This site is now read-only. You can find our new documentation site and support forum for posting questions here.
Be sure to read our welcome blog!
Exclude variants not genotyped in x out of y samples
I apologise if this has been answered already, I haven't managed to find the answer (I promise I tried). I have applied hard-filters to my HC-SNP data set as recommended by GATK as a starting point. However, I also want to filter by depth (I think this is no longer a popular option but variants with good coverage are surely still more reliable than variants with very low coverage?).
Ideally, what I want is a filtered vcf file that contains variants which are genotyped in the majority of my samples at a minimum depth.
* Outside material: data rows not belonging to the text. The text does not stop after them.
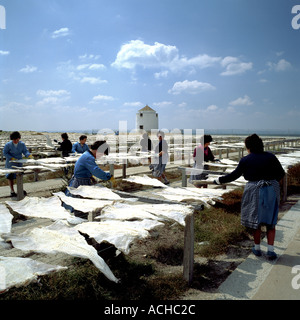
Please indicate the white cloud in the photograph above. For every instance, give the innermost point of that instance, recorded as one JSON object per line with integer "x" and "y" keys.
{"x": 137, "y": 53}
{"x": 53, "y": 97}
{"x": 62, "y": 32}
{"x": 101, "y": 98}
{"x": 242, "y": 101}
{"x": 93, "y": 66}
{"x": 92, "y": 80}
{"x": 28, "y": 69}
{"x": 212, "y": 108}
{"x": 162, "y": 74}
{"x": 281, "y": 65}
{"x": 89, "y": 57}
{"x": 162, "y": 104}
{"x": 234, "y": 66}
{"x": 49, "y": 93}
{"x": 191, "y": 87}
{"x": 135, "y": 104}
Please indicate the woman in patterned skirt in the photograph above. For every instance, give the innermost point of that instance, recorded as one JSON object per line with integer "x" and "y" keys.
{"x": 261, "y": 197}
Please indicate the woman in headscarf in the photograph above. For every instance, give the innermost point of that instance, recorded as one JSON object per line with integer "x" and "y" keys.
{"x": 261, "y": 198}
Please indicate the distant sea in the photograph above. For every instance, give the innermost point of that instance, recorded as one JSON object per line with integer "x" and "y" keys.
{"x": 235, "y": 132}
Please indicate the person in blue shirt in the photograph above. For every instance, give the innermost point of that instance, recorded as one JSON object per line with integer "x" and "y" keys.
{"x": 86, "y": 166}
{"x": 81, "y": 146}
{"x": 261, "y": 197}
{"x": 14, "y": 150}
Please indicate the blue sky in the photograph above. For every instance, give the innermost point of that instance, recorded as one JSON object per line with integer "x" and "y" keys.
{"x": 210, "y": 64}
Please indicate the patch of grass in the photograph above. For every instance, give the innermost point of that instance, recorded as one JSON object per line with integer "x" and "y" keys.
{"x": 170, "y": 255}
{"x": 293, "y": 180}
{"x": 215, "y": 230}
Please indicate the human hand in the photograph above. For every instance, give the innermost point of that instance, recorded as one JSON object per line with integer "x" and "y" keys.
{"x": 217, "y": 181}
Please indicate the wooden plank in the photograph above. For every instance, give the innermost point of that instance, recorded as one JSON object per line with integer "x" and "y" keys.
{"x": 188, "y": 253}
{"x": 20, "y": 190}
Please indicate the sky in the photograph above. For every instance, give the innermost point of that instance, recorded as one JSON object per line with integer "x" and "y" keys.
{"x": 200, "y": 64}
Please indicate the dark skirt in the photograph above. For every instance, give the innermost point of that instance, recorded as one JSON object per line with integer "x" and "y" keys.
{"x": 260, "y": 204}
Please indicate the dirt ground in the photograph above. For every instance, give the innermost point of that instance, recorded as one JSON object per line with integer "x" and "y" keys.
{"x": 163, "y": 250}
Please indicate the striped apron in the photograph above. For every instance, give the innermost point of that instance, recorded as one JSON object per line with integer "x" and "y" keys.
{"x": 260, "y": 203}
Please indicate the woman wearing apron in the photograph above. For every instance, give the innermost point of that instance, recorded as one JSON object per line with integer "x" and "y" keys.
{"x": 261, "y": 197}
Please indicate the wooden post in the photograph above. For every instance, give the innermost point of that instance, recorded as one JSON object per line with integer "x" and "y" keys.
{"x": 111, "y": 169}
{"x": 20, "y": 190}
{"x": 184, "y": 177}
{"x": 284, "y": 186}
{"x": 124, "y": 170}
{"x": 188, "y": 253}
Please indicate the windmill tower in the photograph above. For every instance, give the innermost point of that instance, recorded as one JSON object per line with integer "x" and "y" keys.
{"x": 146, "y": 119}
I think this is what the CoveredByNSampleSites Walker used to do, but it seems this walker has been removed?
So instead I worked around this using VariantFiltration at the sample level: --genotypeFilterExpression 'DP < 10' --genotypeFilterName DP-10 --setFilteredGtToNocall, so all samples with a depth of less than 10 for the any given variant were set to ./.. This seemed to work fine.
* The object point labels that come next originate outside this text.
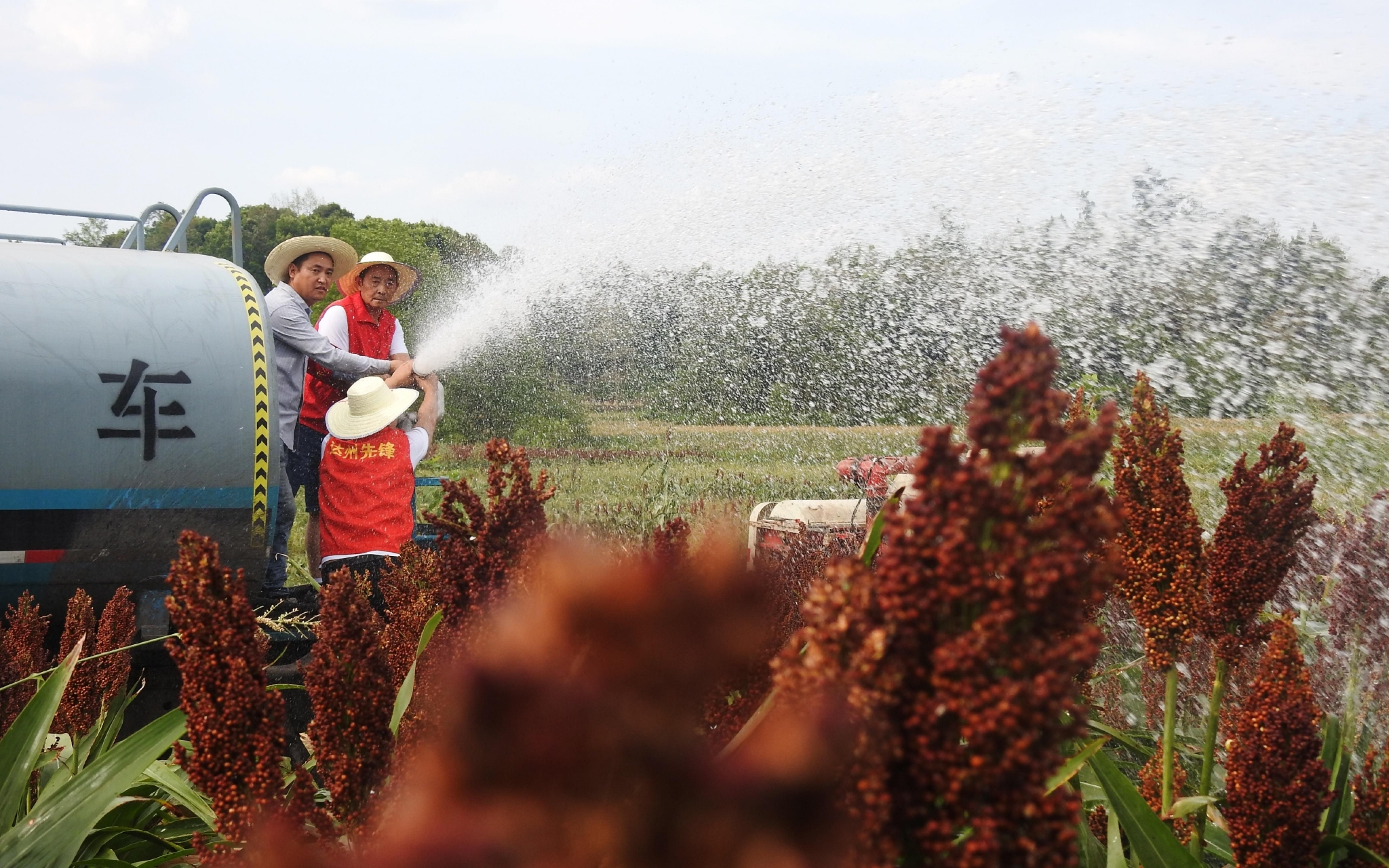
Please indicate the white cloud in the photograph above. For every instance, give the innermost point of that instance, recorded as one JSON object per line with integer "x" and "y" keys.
{"x": 317, "y": 176}
{"x": 79, "y": 33}
{"x": 486, "y": 184}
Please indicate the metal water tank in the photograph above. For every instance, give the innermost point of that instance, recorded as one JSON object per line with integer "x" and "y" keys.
{"x": 139, "y": 395}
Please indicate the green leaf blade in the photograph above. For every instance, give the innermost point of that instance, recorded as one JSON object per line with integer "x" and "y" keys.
{"x": 174, "y": 781}
{"x": 24, "y": 741}
{"x": 1152, "y": 841}
{"x": 1074, "y": 764}
{"x": 53, "y": 832}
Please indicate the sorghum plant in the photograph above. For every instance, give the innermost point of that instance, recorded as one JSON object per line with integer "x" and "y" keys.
{"x": 485, "y": 539}
{"x": 234, "y": 722}
{"x": 571, "y": 735}
{"x": 844, "y": 649}
{"x": 1267, "y": 511}
{"x": 351, "y": 690}
{"x": 22, "y": 654}
{"x": 412, "y": 593}
{"x": 116, "y": 631}
{"x": 974, "y": 628}
{"x": 1370, "y": 823}
{"x": 1276, "y": 784}
{"x": 481, "y": 555}
{"x": 1162, "y": 545}
{"x": 82, "y": 701}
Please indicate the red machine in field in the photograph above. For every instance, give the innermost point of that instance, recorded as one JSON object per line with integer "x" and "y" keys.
{"x": 804, "y": 534}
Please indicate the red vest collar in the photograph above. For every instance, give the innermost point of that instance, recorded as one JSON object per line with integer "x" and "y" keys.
{"x": 357, "y": 310}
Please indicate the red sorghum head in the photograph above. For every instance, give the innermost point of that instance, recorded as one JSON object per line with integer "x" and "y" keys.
{"x": 237, "y": 726}
{"x": 1267, "y": 511}
{"x": 82, "y": 701}
{"x": 1162, "y": 536}
{"x": 116, "y": 631}
{"x": 349, "y": 686}
{"x": 22, "y": 653}
{"x": 966, "y": 648}
{"x": 485, "y": 540}
{"x": 670, "y": 542}
{"x": 1276, "y": 781}
{"x": 1370, "y": 821}
{"x": 412, "y": 593}
{"x": 571, "y": 735}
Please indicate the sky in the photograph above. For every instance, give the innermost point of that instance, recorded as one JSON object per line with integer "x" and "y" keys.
{"x": 702, "y": 131}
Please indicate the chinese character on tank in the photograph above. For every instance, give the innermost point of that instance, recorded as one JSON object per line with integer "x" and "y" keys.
{"x": 148, "y": 409}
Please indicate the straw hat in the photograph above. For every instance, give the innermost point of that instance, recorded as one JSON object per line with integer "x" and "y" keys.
{"x": 277, "y": 264}
{"x": 368, "y": 408}
{"x": 349, "y": 282}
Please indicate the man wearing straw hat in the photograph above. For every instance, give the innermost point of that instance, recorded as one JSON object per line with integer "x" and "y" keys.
{"x": 303, "y": 269}
{"x": 360, "y": 324}
{"x": 367, "y": 475}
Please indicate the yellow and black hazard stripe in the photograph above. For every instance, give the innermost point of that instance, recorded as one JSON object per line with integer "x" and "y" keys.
{"x": 260, "y": 485}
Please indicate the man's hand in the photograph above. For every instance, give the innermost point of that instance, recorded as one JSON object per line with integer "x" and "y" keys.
{"x": 400, "y": 372}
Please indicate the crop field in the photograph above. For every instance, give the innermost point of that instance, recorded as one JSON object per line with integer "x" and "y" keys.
{"x": 635, "y": 474}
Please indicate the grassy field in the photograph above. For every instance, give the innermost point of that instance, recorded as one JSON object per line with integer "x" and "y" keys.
{"x": 635, "y": 474}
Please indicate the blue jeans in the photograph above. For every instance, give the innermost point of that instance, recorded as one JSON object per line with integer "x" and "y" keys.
{"x": 274, "y": 584}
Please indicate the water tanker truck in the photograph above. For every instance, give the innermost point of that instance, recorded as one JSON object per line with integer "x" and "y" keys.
{"x": 139, "y": 388}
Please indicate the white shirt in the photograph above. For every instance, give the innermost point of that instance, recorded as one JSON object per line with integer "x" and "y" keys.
{"x": 418, "y": 446}
{"x": 334, "y": 327}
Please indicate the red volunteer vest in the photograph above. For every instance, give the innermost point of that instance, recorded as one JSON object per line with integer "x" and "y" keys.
{"x": 364, "y": 338}
{"x": 364, "y": 490}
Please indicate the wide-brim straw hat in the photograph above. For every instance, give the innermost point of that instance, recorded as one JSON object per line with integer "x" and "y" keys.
{"x": 279, "y": 258}
{"x": 408, "y": 277}
{"x": 370, "y": 406}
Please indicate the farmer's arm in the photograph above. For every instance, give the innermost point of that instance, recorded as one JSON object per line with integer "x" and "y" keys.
{"x": 291, "y": 326}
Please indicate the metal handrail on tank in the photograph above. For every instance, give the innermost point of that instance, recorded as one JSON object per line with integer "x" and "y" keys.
{"x": 181, "y": 229}
{"x": 136, "y": 237}
{"x": 59, "y": 213}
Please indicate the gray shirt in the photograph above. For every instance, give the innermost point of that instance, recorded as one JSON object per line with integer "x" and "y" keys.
{"x": 296, "y": 342}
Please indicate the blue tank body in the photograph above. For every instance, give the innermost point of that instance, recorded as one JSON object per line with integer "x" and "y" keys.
{"x": 139, "y": 395}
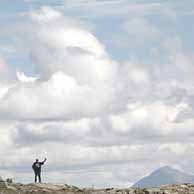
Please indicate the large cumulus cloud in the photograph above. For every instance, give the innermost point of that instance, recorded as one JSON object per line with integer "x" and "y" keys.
{"x": 94, "y": 117}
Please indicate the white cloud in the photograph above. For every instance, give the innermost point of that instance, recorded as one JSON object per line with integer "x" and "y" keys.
{"x": 104, "y": 118}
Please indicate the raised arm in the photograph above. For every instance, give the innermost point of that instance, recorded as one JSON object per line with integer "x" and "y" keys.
{"x": 44, "y": 161}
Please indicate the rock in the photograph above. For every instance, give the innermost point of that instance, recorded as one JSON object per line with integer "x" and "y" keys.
{"x": 16, "y": 188}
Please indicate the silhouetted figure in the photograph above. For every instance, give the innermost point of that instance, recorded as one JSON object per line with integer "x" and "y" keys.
{"x": 37, "y": 169}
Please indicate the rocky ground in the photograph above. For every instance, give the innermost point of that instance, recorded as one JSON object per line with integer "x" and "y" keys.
{"x": 17, "y": 188}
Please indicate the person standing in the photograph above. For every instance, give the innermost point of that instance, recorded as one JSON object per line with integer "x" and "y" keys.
{"x": 37, "y": 169}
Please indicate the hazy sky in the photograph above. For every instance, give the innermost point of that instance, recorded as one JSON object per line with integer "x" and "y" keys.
{"x": 103, "y": 88}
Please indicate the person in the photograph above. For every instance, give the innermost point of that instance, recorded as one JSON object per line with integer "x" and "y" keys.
{"x": 37, "y": 169}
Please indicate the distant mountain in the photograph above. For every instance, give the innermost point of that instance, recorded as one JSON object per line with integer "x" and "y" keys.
{"x": 164, "y": 176}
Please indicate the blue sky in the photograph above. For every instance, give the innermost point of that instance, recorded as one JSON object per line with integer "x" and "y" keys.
{"x": 99, "y": 87}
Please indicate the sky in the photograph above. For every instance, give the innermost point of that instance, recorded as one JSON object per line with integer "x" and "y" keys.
{"x": 104, "y": 89}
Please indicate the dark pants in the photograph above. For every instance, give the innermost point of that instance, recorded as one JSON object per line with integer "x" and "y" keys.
{"x": 37, "y": 174}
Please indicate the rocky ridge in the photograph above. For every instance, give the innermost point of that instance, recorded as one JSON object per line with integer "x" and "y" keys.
{"x": 17, "y": 188}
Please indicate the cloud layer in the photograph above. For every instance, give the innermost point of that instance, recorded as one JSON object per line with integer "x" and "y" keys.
{"x": 95, "y": 118}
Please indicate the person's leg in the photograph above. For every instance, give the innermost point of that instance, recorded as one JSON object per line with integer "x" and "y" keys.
{"x": 35, "y": 179}
{"x": 39, "y": 177}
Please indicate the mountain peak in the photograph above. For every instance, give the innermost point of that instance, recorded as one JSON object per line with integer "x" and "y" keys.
{"x": 165, "y": 175}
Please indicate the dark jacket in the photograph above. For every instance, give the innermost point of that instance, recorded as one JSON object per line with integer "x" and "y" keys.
{"x": 37, "y": 166}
Now I want to exclude variants for which a large proportion of my samples have no genotype (./.). For this, I used:
SelectVariants --maxFilteredGenotypes 10.
However, when I check how many samples have no genotype using VariantsToTable -F NO-CALL, I still have many variants where 20-40 of my samples have no genotype! The --maxFilteredGenotypes option seems to work fine, as I definitely have far fewer variants with many missing genotypes. I believe this is due to the fact that these missing genotypes weren't 'filtered', but simply have not been genotyped in the HaplotypeCaller. I guess to exclude these, I would need an option along the lines of "--maxNOCALL" instead of the --maxFilteredGenotypes, but as far as I can tell, this does not exist?
I am sure there must be a way to do this and I simply haven't found it?
Many thanks for any pointers